Quality of citations
Weight and quality of assertions and claims should match weight and quality of quotes and citations
Not everything that might benefit from backup from other sources needs to be an academic history research paper.
Illustrating a peripheral point in an answer can give you a hard time finding academic or otherwise reliable online sources. Contrasting supposedly common knowledge or basic facts with historical research can give you a hard time backing it up with online articles or comparable sources alone. Sometimes such a scholarly source exists, but it is either behind paywalls or it is simply not online at all.
The point is, anyone striving to provide an answer is regarded as someone having a say because she knows something. Something more than the asker, something more or in addition or improving on, correcting previous answers. Furthering the discussion.
Fixes
Mere statements are not very helpful in these cases. Arguments need some kind of backup most of the time. Pointing out a logical flaw in a line of reasoning might be sufficiently called out by explaining why you think it is flawed. But when discussing the pros and cons of conflicting sources or narratives you most often need to quote that, refer to that, give links to that. We need the transparency most. Everyone should form his own opinion and be able to check the sources that form the basis of your post.

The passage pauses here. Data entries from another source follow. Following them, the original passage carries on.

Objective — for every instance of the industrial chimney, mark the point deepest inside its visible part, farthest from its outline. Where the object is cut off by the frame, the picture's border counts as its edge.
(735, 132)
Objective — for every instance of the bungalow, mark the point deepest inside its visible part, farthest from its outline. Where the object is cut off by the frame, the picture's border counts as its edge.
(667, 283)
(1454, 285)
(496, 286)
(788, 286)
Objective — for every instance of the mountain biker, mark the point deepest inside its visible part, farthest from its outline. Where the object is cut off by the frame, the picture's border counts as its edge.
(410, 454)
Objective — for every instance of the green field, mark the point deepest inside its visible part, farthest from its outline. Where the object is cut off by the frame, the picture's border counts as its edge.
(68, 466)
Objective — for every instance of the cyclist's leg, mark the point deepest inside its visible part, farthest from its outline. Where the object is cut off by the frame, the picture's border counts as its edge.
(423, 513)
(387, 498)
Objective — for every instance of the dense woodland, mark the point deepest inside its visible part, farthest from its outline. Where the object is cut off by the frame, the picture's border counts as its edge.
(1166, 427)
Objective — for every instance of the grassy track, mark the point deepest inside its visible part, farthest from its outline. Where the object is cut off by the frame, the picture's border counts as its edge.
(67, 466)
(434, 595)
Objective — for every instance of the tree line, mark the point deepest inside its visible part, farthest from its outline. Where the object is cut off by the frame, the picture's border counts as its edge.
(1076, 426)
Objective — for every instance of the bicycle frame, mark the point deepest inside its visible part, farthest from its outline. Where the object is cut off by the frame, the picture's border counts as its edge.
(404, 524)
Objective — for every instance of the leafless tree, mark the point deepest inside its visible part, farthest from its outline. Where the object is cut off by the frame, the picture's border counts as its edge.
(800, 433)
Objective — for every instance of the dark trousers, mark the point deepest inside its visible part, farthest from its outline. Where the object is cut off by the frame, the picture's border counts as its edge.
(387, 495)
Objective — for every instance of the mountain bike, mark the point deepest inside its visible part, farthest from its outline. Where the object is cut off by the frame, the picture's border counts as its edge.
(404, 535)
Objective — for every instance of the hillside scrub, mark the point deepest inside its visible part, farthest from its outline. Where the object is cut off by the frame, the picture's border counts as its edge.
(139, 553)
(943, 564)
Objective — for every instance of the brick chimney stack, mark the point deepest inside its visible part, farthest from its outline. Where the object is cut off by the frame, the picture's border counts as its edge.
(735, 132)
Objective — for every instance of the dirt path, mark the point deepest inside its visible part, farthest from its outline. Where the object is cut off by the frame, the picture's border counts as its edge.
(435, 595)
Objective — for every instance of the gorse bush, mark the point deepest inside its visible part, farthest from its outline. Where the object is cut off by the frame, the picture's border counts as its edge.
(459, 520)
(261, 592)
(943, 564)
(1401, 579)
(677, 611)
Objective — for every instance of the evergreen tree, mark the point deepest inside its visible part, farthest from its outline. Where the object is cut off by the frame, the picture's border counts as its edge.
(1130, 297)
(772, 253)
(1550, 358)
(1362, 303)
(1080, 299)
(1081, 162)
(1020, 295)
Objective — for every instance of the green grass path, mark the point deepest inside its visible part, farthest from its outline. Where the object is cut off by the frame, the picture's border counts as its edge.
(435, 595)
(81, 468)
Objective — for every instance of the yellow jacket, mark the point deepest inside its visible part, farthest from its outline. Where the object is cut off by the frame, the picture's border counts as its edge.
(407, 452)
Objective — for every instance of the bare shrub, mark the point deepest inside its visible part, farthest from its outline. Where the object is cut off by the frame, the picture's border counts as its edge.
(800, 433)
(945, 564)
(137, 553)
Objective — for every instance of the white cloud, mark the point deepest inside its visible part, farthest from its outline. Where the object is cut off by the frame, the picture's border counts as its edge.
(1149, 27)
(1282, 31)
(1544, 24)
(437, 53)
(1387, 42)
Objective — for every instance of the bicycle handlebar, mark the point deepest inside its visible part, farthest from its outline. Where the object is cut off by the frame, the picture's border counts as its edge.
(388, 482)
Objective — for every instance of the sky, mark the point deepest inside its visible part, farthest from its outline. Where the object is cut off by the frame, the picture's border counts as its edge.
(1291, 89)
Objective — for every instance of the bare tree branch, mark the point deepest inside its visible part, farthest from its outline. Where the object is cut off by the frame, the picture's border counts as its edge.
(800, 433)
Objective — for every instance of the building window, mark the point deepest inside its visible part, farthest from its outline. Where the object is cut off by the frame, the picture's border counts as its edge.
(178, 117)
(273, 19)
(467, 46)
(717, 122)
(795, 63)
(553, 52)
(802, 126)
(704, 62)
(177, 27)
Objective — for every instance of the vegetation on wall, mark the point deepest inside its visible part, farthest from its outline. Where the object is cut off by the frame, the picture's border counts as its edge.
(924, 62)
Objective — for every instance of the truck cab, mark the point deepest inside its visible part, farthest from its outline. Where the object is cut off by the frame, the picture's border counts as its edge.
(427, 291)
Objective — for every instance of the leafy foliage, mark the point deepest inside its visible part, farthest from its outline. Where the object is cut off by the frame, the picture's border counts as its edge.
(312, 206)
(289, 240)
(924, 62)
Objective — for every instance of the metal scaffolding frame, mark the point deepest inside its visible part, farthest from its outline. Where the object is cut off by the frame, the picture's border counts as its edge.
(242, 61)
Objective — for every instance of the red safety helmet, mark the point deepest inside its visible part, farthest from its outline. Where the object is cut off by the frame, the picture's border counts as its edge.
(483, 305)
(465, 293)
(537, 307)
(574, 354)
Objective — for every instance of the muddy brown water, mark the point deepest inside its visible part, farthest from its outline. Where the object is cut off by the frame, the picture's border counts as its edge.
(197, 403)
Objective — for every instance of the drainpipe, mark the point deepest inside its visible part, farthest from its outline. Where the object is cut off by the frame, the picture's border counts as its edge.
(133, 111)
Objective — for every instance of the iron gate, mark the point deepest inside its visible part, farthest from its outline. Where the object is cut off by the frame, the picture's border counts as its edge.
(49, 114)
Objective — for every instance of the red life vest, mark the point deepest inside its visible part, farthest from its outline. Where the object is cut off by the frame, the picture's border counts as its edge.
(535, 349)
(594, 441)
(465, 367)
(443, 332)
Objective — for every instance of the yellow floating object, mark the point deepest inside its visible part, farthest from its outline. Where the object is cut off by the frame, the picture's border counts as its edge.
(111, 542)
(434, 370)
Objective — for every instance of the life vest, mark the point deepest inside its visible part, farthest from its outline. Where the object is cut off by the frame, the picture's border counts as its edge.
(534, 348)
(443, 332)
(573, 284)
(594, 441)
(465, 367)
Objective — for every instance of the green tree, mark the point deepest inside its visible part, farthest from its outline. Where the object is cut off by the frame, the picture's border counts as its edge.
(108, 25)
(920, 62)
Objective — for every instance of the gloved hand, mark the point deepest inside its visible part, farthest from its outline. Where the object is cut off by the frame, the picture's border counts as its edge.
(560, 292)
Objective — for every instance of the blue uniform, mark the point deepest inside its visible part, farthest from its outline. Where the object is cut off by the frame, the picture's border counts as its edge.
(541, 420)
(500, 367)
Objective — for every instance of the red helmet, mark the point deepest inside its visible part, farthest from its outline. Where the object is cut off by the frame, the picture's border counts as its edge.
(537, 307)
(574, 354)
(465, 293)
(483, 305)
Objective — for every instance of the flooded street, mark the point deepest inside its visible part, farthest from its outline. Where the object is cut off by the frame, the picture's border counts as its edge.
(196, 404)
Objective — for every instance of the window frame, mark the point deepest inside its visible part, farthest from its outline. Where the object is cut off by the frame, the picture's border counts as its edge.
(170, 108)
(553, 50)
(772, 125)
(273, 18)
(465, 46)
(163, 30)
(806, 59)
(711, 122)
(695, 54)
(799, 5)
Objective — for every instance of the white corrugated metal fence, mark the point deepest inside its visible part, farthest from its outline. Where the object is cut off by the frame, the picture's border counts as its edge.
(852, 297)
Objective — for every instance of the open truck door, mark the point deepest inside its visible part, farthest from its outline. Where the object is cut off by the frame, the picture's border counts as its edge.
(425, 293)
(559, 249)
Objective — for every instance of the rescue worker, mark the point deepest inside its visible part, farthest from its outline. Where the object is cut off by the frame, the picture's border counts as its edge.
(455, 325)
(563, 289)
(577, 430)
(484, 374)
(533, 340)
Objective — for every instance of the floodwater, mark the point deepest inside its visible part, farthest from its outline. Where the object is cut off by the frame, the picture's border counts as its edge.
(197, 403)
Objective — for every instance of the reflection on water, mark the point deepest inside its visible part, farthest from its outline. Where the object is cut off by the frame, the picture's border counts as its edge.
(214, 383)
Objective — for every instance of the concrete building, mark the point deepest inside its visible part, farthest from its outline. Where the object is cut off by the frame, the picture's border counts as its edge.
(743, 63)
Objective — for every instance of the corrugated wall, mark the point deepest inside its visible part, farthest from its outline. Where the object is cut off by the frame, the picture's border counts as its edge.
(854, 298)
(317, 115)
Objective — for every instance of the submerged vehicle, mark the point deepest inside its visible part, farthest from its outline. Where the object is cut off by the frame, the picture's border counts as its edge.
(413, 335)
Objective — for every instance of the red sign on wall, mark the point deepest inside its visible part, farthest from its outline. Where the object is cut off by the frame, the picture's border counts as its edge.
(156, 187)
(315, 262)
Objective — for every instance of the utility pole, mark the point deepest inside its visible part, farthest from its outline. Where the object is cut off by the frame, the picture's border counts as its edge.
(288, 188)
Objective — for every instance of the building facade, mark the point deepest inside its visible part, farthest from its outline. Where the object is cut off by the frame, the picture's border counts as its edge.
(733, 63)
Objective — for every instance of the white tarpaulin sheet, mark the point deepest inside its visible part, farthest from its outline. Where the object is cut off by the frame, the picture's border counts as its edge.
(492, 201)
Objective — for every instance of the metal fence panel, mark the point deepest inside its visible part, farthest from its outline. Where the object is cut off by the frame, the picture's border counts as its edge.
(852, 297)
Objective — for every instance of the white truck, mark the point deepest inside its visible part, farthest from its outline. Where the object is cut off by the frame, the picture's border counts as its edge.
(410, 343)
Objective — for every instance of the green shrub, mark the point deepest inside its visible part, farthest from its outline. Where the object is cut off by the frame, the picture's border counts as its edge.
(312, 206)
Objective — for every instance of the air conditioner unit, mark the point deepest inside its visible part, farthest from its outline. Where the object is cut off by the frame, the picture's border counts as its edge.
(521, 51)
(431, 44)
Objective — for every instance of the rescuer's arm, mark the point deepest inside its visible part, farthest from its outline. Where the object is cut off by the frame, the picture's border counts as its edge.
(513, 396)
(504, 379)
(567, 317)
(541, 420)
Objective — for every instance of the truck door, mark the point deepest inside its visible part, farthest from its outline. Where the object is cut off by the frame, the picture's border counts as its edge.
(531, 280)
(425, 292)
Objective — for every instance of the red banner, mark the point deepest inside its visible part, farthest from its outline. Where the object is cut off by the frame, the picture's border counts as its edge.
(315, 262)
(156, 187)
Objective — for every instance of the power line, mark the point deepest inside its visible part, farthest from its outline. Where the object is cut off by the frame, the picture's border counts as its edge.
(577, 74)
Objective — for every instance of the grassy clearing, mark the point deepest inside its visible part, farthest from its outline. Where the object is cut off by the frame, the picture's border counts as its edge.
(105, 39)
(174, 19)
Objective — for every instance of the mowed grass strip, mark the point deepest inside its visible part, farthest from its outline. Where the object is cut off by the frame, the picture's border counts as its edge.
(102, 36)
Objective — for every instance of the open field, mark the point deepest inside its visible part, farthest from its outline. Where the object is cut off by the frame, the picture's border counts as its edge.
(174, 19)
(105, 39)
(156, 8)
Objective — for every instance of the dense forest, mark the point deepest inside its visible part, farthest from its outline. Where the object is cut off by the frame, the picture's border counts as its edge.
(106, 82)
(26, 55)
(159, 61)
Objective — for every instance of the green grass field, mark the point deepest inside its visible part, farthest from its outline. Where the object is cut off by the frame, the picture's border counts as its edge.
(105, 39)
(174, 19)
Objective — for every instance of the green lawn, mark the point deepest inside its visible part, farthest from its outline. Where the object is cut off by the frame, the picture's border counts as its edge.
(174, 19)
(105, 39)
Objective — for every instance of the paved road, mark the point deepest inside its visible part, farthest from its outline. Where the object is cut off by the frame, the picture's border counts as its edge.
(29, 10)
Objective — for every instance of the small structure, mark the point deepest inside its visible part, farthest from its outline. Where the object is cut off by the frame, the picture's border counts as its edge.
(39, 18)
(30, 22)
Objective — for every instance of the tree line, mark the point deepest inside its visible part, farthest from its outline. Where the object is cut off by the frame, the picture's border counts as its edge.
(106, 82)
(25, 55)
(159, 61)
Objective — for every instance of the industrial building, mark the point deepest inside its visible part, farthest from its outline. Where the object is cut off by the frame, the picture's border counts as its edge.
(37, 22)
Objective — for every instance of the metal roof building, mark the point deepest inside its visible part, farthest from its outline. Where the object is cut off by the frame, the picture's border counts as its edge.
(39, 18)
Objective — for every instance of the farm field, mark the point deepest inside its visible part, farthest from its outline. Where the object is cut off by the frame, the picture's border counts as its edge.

As an answer poster you are also a judge, a gate-keeper an evaluator of the material available to you, of your own knowledge. As such it is up to you to find the best evidence, the strongest argument the best data to backup your claims, your arguments or reasoning. Low quality sources are permitted! Low quality sources are also miserable and shine a bad light on your answer and on you.
That is why we need reliable sources. If you want to backup your claim about perhaps well-known facts that are non-central to your argument, then higher standard historical sources might not be the easiest to accomplish what you want to say.
Peripheral sources I would like to call them should be fine to illustrate, to give context to weigh the arguments. Central claims need reliable sources central to the field of discussion. One might contrast yellow press articles with what books or research articles have to say about a certain topic. It will be almost fruitless to just refer to personal anecdotes or a TV host's statements to backup your statement.
You do not know or have the truth. Your sources do not have or know the truth. –– Everyone is entitled to his own stupidity. Or geniality. There is always room for improvement.